The Bermuda Stock Exchange last month launched its “Own Your Share of Bermuda” campaign to raise awareness of opportunities to invest in the island’s public companies. The Royal Gazette is supporting the effort by publishing weekly features on each of the 13 domestic companies listed on the BSX. In the third of the series, Jonathan Kent looks at Bermuda Aviation Services.

Bermuda Aviation Services Ltd is living proof that you should not read too much into a name.

The company was incorporated in 1947 under an Act of Parliament bearing the firm’s name. It originally provided aviation-related services to the LF Wade International Airport, including passenger handling, weather updates and flight plans, and was authorised to act as an agent for the airlines serving Bermuda.

But over the seven decades since, BAS has evolved into something completely different, a group of companies offering broad-ranging expertise from air conditioning and energy efficiency to elevator servicing and auto repairs.
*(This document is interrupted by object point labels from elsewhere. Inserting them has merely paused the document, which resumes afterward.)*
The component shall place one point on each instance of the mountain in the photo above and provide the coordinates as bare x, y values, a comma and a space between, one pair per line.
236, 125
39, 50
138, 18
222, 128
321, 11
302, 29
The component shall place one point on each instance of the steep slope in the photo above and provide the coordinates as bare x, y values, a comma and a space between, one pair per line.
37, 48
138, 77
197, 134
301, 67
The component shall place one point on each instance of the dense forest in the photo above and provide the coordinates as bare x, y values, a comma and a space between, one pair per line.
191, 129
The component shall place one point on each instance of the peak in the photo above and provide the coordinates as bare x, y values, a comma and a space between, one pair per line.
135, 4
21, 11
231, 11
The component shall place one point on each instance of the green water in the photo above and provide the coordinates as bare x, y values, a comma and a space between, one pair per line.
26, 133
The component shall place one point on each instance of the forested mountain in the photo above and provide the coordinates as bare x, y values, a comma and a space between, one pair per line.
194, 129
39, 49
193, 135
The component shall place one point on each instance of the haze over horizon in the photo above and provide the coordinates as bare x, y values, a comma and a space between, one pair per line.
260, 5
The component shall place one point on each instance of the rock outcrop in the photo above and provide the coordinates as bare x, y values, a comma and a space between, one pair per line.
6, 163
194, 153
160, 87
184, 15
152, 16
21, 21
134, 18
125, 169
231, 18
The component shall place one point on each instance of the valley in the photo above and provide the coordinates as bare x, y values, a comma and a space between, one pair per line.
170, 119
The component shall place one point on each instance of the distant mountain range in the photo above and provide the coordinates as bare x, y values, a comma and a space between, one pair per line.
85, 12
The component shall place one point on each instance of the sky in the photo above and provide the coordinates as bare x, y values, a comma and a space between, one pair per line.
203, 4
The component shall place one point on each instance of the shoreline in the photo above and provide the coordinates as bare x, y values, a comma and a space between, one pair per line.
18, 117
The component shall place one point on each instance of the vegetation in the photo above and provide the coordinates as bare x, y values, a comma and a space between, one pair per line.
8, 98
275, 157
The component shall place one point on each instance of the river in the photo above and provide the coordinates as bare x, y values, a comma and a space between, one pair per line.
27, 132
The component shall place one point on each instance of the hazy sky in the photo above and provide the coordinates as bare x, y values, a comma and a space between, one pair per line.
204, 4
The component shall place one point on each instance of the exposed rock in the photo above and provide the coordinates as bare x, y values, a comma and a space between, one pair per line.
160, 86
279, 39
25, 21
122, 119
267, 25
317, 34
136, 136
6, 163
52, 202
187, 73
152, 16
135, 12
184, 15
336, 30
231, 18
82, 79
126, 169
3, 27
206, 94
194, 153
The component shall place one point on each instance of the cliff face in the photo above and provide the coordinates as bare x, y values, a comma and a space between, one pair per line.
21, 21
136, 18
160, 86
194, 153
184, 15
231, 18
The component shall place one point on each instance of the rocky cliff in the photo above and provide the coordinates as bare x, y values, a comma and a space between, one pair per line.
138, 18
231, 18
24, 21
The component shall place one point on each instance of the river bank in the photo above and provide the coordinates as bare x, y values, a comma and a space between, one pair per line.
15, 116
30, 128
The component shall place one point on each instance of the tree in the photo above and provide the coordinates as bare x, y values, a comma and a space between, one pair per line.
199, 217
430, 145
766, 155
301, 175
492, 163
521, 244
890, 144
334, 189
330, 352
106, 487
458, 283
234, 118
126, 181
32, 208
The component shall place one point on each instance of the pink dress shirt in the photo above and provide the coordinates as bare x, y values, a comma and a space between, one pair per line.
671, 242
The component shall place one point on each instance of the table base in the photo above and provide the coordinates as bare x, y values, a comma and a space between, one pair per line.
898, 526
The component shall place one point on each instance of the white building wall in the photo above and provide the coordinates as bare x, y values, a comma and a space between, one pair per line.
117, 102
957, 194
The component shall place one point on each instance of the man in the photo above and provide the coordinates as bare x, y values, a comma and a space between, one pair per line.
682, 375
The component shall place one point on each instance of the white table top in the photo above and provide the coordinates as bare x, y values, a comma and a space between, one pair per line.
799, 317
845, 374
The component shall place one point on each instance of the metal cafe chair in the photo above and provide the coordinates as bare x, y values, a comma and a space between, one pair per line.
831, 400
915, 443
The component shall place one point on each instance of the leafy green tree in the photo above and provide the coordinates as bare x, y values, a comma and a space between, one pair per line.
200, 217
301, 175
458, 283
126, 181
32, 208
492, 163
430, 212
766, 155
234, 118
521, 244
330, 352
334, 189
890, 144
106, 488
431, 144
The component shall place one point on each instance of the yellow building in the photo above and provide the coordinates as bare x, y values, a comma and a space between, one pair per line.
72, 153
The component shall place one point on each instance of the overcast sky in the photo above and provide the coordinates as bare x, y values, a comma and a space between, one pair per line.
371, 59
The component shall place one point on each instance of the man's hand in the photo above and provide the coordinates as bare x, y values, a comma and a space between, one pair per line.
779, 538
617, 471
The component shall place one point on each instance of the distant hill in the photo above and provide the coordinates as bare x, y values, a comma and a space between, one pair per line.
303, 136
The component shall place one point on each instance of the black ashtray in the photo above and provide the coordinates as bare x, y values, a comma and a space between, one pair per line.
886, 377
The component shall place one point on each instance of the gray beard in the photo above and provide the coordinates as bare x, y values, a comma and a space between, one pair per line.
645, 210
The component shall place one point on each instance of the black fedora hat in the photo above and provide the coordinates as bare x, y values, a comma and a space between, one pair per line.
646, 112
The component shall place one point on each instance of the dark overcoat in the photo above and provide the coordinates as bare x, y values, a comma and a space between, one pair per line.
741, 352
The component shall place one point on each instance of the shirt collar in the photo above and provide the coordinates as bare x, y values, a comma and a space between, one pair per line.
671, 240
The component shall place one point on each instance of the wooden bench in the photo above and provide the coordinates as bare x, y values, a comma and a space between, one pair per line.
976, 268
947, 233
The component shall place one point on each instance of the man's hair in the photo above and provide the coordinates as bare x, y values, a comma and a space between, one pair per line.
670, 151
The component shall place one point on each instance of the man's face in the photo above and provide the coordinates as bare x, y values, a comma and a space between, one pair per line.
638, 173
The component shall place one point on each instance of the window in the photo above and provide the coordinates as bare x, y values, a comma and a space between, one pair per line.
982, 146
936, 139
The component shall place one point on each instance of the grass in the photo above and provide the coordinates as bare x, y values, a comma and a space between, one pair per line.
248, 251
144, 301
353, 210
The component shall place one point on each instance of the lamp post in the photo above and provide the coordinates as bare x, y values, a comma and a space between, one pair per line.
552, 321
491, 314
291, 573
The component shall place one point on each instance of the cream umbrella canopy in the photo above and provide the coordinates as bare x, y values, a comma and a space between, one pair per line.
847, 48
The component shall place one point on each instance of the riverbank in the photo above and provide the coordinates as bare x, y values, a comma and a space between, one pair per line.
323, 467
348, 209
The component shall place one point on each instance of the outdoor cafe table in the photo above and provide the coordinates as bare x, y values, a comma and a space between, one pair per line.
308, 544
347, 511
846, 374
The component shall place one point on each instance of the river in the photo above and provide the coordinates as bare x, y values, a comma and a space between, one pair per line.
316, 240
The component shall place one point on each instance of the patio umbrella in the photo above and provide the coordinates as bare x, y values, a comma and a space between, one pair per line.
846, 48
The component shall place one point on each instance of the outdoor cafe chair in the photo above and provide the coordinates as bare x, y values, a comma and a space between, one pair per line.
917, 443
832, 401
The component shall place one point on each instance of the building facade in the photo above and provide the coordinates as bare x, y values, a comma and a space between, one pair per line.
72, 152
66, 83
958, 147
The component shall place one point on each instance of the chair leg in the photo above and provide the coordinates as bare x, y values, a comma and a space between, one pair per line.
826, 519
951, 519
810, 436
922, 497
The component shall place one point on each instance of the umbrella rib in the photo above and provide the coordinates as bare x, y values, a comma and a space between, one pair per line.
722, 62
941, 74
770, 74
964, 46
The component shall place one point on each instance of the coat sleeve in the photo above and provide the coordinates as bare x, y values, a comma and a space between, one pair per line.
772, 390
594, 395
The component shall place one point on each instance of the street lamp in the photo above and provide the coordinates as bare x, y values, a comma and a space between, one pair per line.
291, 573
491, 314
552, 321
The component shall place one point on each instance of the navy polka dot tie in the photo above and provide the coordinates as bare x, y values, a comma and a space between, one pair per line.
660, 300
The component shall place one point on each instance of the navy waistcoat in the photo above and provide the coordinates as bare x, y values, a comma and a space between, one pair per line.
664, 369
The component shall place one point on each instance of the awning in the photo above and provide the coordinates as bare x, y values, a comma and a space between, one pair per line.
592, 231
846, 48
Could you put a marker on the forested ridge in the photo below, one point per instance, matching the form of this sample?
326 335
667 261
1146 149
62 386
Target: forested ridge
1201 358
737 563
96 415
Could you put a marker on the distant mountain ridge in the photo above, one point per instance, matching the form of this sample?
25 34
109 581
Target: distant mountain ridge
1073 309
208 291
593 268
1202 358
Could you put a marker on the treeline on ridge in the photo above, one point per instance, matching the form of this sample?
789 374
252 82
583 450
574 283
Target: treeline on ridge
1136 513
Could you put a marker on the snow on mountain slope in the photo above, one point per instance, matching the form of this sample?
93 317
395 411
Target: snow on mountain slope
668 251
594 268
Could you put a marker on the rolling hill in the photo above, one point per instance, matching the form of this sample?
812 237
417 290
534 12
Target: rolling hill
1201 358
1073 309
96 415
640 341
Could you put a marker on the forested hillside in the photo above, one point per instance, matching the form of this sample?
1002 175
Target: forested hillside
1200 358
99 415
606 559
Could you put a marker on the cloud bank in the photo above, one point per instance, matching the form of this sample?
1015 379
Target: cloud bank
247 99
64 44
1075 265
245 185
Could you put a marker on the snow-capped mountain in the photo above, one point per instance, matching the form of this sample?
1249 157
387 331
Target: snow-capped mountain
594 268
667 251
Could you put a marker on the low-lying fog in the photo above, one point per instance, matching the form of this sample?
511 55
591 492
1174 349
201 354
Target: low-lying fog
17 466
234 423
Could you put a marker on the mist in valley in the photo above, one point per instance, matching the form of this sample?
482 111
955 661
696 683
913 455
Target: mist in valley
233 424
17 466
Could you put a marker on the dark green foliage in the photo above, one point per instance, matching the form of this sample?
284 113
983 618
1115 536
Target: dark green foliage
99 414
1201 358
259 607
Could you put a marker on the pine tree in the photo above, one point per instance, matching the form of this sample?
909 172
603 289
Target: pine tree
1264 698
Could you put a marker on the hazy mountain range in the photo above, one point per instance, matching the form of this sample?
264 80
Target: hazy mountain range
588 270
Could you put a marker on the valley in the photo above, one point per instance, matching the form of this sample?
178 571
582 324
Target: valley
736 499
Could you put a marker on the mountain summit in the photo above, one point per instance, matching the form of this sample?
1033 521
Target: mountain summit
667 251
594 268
On its website (www.bas.bm), BAS makes this bold claim: “The wide range of skills and depth of knowledge within the group of companies enables BAS to solve any challenge that a business might face.”

BAS could stake a claim to having the broadest corporate skill-set of any domestic company listed on the Bermuda Stock Exchange.

The group includes:

• CCS Group — infrastructure cabling, cloud services and enterprise networking.

• Besco — energy management systems, fire detection and security systems, mechanical, electrical and plumbing engineering.

• Integrated Technology Solutions — audiovisual solutions, window treatment, digital signage.

• EffTech — heating, ventilation and air-conditioning solutions and maintenance; fire and safety systems.

• Otis Bermuda — elevator supply, maintenance and retrofits; escalators and moving walkways.

• BAS-Serco — facilities management and commercial cleaning.

• Weir Enterprises — automotive servicing and diagnostics; industrial and commercial radiator repair.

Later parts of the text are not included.